Pasaron los días, se le veía cada vez más pálido, lánguido, aterrado. Fue cuando llegaron en bola. Eran como cuatro o cinco, todos armados. Traían a la Lupita de los pelos, casi arrastrada, cargando todavía el paño de las tortillas. Le pusieron una pistola en la cabeza. Abrió la puerta. Doña Florencia salió de la cocina y se encontró con su hija gritando en el suelo del pasillo, amenazada. Los niños lloraban.
Fue todo tan rápido. En un instante el mundo se vino de cabeza. Diego se adelantó a su hermana y otra pistola le apuntó a la sien. A ti te andábamos buscando. ¿Dónde tienes el dinero? No lo tengo, tartamudeó Diego y no necesitó decir más. La bala salió disparada, como un latigazo hacia su cabeza, Florencia alcanzó a empujarle y la bala rebotó en el techo, luego en la pared, y luego, como si volase en cámara lenta fue directamente hacia el pecho de la Guadalupana.
El tiempo se detuvo, la figura se hizo añicos, las veladoras cayeron al suelo. Otra bala en el costado de Diego acabó con el silencio. Un grito de dolor, un grito de horror. Soltaron a la Lupita, uno de ellos escupió en el suelo. Y luego, como si repitieran sus pasos, los cuatro o cinco salieron corriendo, perdiéndose en la calle. Doña Florencia cayó sobre el cuerpo de su hijo, gritaba desesperada, no podía respirar. La Lupita pidiendo ayuda, los niños lloraban.

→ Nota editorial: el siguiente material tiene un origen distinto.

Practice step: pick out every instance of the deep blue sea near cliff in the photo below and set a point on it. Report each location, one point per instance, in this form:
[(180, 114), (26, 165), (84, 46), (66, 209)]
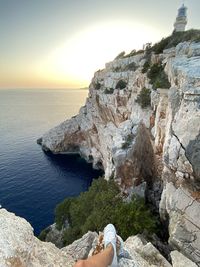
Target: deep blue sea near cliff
[(32, 182)]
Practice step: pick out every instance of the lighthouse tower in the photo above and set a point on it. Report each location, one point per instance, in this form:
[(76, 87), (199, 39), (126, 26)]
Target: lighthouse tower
[(181, 19)]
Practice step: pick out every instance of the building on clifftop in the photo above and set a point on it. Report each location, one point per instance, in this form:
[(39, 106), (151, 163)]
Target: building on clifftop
[(181, 19)]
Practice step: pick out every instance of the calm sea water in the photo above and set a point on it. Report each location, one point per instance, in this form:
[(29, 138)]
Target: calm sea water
[(32, 182)]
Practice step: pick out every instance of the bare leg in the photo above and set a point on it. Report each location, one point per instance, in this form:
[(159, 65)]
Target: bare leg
[(103, 259)]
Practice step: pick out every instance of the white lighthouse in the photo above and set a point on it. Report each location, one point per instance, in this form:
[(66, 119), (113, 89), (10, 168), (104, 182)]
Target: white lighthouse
[(181, 19)]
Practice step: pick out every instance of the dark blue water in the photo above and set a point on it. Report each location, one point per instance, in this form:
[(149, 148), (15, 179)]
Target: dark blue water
[(32, 182)]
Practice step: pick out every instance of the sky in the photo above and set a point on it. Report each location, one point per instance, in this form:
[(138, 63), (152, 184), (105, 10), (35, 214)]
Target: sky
[(61, 43)]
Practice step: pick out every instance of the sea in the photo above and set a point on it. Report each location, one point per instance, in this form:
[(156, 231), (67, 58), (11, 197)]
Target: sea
[(32, 182)]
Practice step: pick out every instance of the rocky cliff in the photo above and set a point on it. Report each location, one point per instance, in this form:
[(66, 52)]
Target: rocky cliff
[(136, 143), (19, 248)]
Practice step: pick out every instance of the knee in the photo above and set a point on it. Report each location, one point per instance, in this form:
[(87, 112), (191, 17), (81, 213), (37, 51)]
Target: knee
[(80, 263)]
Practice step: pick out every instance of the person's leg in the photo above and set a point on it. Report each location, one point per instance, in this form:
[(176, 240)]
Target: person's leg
[(108, 256), (103, 259)]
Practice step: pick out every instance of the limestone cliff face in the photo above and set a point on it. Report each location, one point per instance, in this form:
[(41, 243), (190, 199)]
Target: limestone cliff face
[(19, 248), (153, 144)]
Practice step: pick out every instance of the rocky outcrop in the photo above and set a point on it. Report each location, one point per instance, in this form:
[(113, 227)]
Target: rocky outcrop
[(19, 248), (158, 146), (181, 157)]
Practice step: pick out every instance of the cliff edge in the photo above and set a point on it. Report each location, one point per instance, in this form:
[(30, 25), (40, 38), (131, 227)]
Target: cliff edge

Todavía sigue fresco el recuerdo en la mente de Florencia. Su hijo con el lomo bañado en sangre, su vista anegada en lágrimas, la imagen de la virgencita en el suelo, y entre los restos, entre astillas y la cerámica rota, como diez, quince, veinte bolsitas pequeñas llenas de polvo.
El ruido de la ambulancia taladraba sus oídos, Diego ya no respiraba, Lupita con el paño en la cara, secándose las lágrimas. Las miradas de los vecinos acechando por la puerta. Doña Mireya intentando ayudarle. Medio kilo de tortilla regado por la calle. Diego cerrando los ojos, los niños lloraban.